Enforcement Context and Examination Priorities
Trade reporting timeliness and accuracy under the Rule 6600 Series has been a recurring theme in FINRA's examination and enforcement priorities. FINRA's Annual Regulatory Oversight Reports have consistently flagged late trade reporting, inaccurate capacity indicators, and incorrect short sale marking as areas of ongoing examination focus for firms reporting OTC Equity Security transactions, reflecting the same enforcement bridge codified in Rule 6623: isolated, justified late reports are treated differently from a pattern or practice of unexcused lateness, and firms found to have systemic gaps in trade reporting supervision, rather than isolated errors, have historically faced disciplinary action under Rule 2010 in conjunction with Rule 3110 supervisory failures. Firms are generally expected to maintain written supervisory procedures specifically addressing trade reporting accuracy and timeliness, including periodic exception reporting to identify late or inaccurately marked trades, as part of their broader Rule 3110 supervisory system.

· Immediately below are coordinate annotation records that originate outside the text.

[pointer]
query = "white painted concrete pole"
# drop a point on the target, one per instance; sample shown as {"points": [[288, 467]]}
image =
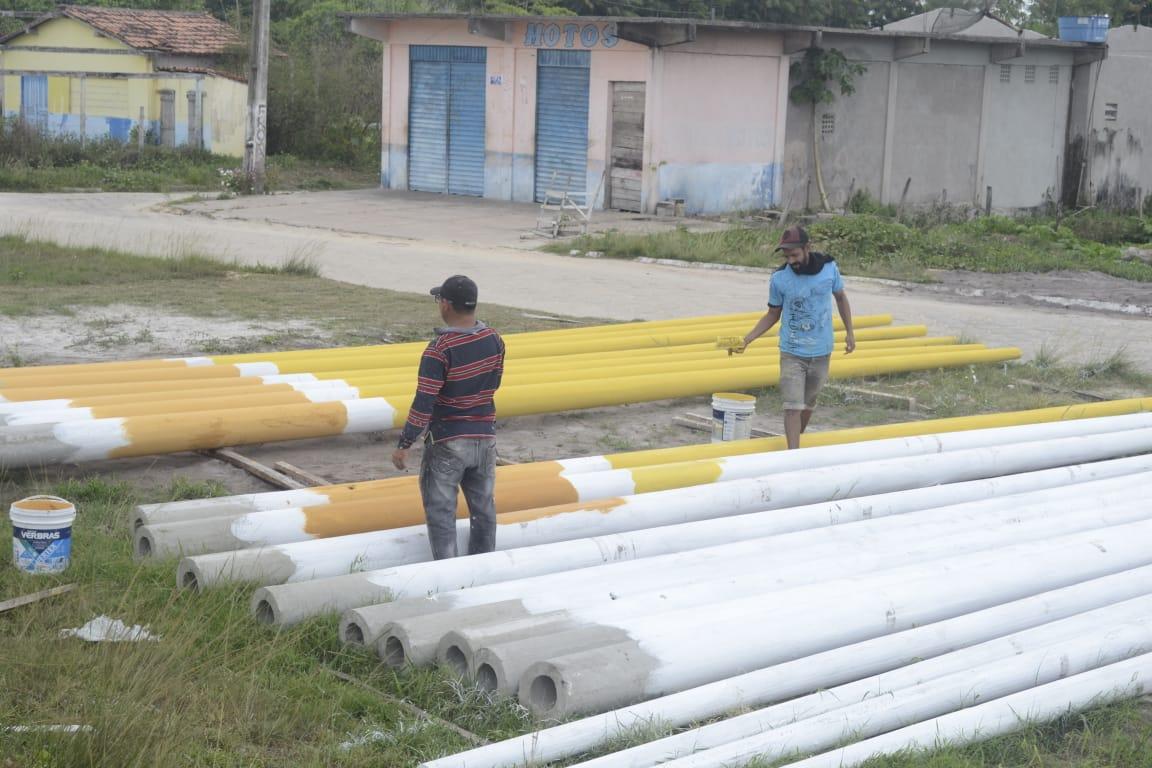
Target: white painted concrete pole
{"points": [[414, 631], [791, 678], [244, 503], [735, 571], [1092, 689], [895, 707], [742, 635], [259, 529], [309, 560], [499, 663], [288, 603]]}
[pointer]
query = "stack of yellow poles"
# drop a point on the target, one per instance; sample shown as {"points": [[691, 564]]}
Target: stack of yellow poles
{"points": [[72, 413], [280, 517]]}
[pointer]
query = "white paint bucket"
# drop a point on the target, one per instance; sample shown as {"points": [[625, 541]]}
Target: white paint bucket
{"points": [[732, 416], [42, 533]]}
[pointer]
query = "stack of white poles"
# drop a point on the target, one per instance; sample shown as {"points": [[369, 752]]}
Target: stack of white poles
{"points": [[918, 464], [892, 601]]}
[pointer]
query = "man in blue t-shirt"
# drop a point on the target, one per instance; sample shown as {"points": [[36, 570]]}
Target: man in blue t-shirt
{"points": [[801, 293]]}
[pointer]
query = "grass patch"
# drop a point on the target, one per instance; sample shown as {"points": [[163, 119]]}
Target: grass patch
{"points": [[32, 162], [884, 246], [218, 689]]}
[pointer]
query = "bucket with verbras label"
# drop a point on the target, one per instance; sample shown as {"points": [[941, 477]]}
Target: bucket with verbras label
{"points": [[42, 533], [732, 416]]}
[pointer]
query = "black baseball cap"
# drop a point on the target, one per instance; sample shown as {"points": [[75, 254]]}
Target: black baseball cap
{"points": [[459, 290], [793, 237]]}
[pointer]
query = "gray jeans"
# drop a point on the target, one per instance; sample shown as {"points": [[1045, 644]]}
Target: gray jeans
{"points": [[463, 464]]}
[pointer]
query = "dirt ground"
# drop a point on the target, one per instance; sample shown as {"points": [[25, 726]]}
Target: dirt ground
{"points": [[409, 242]]}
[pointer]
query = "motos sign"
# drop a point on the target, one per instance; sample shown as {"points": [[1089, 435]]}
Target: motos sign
{"points": [[570, 36]]}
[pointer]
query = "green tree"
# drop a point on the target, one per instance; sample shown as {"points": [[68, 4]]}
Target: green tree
{"points": [[816, 74]]}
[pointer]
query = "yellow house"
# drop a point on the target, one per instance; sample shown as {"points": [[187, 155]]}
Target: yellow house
{"points": [[98, 73]]}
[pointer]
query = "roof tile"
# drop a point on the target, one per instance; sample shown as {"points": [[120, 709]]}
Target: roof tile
{"points": [[172, 31]]}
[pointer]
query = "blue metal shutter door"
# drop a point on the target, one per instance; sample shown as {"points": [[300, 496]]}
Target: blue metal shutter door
{"points": [[465, 121], [561, 121], [33, 100], [427, 119]]}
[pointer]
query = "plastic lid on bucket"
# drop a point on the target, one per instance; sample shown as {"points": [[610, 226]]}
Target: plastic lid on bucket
{"points": [[43, 504]]}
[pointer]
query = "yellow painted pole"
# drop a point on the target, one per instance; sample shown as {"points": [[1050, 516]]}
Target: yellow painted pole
{"points": [[394, 502], [378, 356], [521, 488], [222, 400], [703, 351], [160, 434], [145, 380]]}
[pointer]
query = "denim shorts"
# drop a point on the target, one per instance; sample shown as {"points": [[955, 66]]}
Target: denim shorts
{"points": [[801, 380]]}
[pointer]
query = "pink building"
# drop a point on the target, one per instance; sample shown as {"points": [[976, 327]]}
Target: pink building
{"points": [[633, 111]]}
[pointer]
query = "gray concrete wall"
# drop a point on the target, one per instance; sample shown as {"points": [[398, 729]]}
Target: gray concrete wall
{"points": [[1119, 124], [940, 122], [935, 138], [1025, 132], [853, 154]]}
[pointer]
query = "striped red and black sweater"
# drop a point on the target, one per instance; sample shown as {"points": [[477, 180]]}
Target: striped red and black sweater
{"points": [[460, 372]]}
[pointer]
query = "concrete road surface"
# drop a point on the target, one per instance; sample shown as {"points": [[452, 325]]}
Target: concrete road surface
{"points": [[409, 242]]}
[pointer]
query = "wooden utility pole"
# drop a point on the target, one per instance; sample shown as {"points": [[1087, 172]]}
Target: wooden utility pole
{"points": [[256, 144]]}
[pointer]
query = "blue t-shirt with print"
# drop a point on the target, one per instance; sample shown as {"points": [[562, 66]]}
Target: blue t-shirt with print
{"points": [[805, 325]]}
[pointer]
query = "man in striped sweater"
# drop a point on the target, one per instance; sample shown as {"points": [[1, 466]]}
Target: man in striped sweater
{"points": [[460, 372]]}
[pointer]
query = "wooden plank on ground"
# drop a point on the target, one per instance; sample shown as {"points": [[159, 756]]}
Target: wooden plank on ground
{"points": [[303, 476], [36, 597], [902, 402], [254, 468], [704, 424]]}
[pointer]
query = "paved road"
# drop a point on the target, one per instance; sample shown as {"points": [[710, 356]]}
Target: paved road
{"points": [[409, 242]]}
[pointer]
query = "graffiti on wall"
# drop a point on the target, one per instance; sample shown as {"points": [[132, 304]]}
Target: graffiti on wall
{"points": [[539, 35]]}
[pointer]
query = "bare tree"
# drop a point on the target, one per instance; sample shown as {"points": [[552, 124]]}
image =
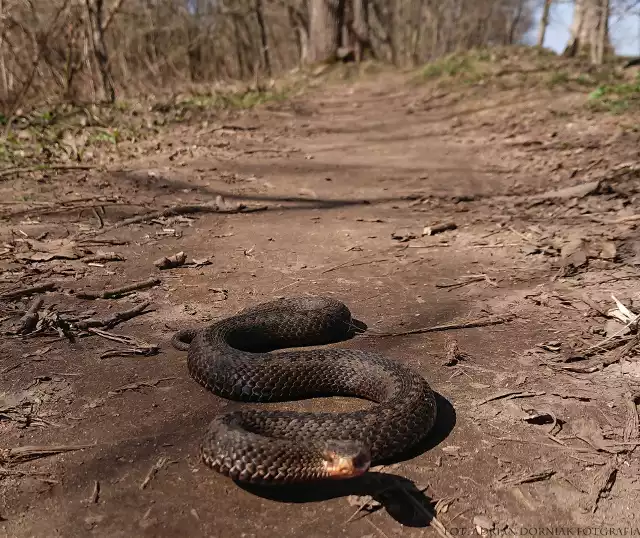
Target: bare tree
{"points": [[325, 27], [95, 17], [83, 50], [589, 30], [544, 22]]}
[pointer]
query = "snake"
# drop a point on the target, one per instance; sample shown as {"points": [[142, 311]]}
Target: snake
{"points": [[243, 358]]}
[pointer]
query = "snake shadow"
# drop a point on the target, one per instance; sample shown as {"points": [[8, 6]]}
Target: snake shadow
{"points": [[399, 496], [405, 502]]}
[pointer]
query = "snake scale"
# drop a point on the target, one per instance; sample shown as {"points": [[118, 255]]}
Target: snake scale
{"points": [[234, 359]]}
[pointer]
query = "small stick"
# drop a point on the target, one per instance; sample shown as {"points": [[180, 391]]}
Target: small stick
{"points": [[95, 494], [117, 292], [169, 262], [45, 286], [179, 210], [29, 321], [27, 453], [104, 257], [43, 168], [153, 471], [483, 322], [438, 228], [113, 319]]}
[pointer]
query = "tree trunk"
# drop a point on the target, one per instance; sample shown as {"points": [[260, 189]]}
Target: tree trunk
{"points": [[325, 25], [299, 20], [544, 22], [264, 44], [95, 12], [361, 29], [589, 30]]}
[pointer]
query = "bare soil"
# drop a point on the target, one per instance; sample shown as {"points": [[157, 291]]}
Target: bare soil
{"points": [[535, 429]]}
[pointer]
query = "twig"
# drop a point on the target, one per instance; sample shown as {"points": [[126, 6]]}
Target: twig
{"points": [[117, 292], [113, 319], [631, 424], [510, 394], [351, 264], [482, 322], [180, 210], [29, 321], [95, 493], [602, 484], [28, 453], [44, 167], [103, 257], [38, 288], [139, 347], [139, 384], [461, 284], [527, 478], [153, 471]]}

Examination Relevance and Key Takeaways
Candidates preparing for the Series 7, Series 24, or SIE should retain the current 10-second reporting standard under Rule 6622 as the single most testable fact in this series, along with its evolution from an original 90-second standard adopted in 2008 through a 30-second intermediate standard to the current 10-second requirement adopted in 2013. The 200-transactions-per-day threshold in Rule 6610 governing individualized versus aggregated Trading Information disclosure is a frequently overlooked but directly testable figure. Series 24 candidates in particular should be able to distinguish Rule 6623's enforcement mechanism, which ties a pattern of unexcused late reporting to a Rule 2010 violation, from the purely mechanical late-marking function performed automatically by the ORF system under Rule 6622, and should understand that FINRA examination priorities consistently treat trade reporting supervision as a Rule 3110 issue as much as a standalone trade reporting issue. The short sale indicator requirement under Rule 6624 should be distinguished from the exchange-listed NMS stock framework under Rule 6182, which additionally supports a short-exempt marking convention. Finally, candidates should understand that Rule 6621's definitions are incorporated entirely by reference to Rule 6420, meaning a complete understanding of the 6600 Series' operative terms requires familiarity with the Rule 6400 Series.